Я вручную отпечатываю листы моей книги… И мысленно воссоздаю все шаги – так тщательно, что, снимая со станка листы, как будто вдыхаю запах свежих чернил и вижу следы там, где литеры оставили на бумаге чувственные углубления, похожие на отпечатки пальца во влажном песке. Один за другим я выкладываю листы для просушки, а потом с наслаждением складываю их, чувствуя, как бумага, точно плоть, гнется у меня под руками. Когда страницы готовы, я вставляю их в зажимы и, как это делали работницы (я видел!), сшиваю толстой суровой нитью. Закончив – а на сшивание уходит целый день, – я надежно зажимаю книгу в тиски и медным молотком выравниваю переплет. Бью я любовно и отдаю этому все утро, и книга понемногу поддается моим стараниям.
Затем я берусь за обложку: доски из черного дерева ложатся в ножны из тонкой кожи, название и узор наносятся тонкими металлическими инструментами, которые я осторожно разогрел на огне. Наконец, книга приклеена к обложке, помещена под пресс, оставлена сохнуть.
После беспокойной ночи я открываю мою книгу. Форзац – зеленая мраморная бумага с золотыми прожилками – навевает мысли о пышных лесах Юкатана. Следующие несколько страниц – из толстой бумаги, плотной и бархатистой на ощупь – пусты. Но за ними идет фронтиспис: на нем – маленькая майяская тигрица, а произносимые ею слова застыли у нее перед мордой, точно обретший плоть ветер. И впервые я понимаю, что книга моей мечты – это наша книга, Габриелла, та самая, которую мы с вами пишем совместно. Сдается, пора мне ее завершить. Пусть я не могу обратиться ни к нашим заметкам, ни к перу и бумаге, мне остается греза. Что такое книги, как не осязаемые мечты? Что такое чтение, как не сон наяву? Лучшие книги побуждают нас мечтать; остальные читать не стоит.
9
ТОФЕТ
Чудесные письмена распались, окутав комнату Ланды зловоннейшим смрадом. Призвали двух братьев, чтобы они вынесли рыбий труп вон.
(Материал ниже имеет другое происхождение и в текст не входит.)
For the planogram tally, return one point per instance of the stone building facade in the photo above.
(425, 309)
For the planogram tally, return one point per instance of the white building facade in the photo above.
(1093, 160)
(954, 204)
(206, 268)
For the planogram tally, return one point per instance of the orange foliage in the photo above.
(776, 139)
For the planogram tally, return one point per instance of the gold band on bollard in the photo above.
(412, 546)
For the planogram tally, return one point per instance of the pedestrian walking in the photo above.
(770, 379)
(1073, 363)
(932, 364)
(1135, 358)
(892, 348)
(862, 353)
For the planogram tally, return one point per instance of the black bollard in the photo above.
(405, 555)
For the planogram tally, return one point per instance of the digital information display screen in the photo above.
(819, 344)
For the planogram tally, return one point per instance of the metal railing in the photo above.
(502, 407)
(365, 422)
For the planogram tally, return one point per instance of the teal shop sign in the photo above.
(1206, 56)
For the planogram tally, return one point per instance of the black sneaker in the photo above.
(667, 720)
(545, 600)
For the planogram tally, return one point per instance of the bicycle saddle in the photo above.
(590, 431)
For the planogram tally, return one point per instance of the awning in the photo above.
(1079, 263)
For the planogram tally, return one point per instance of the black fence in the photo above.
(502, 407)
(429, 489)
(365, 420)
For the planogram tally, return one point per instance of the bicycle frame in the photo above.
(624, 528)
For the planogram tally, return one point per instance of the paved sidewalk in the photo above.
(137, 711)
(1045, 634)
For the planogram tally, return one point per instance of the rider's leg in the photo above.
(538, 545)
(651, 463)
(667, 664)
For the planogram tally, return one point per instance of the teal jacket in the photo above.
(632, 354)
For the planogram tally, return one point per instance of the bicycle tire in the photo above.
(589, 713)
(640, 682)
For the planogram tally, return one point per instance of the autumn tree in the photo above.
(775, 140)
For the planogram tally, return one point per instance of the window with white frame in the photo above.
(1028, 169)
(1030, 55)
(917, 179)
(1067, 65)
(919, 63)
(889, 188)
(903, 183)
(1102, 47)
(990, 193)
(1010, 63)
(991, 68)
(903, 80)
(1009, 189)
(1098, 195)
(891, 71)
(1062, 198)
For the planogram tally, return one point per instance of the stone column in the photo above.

Рыбину благословили и похоронили, а после останки писца Кукума швырнули в костер. Недолгое время спустя вдову Кукума прогнали солдаты. Они сказали, что ей больше незачем возвращаться: ее цветы, душистую тиксзулу, скормили свиньям инквизитора, а тело ее мужа – огню. Подняв глаза, она сквозь слезы увидела дым и поняла, что они говорят правду.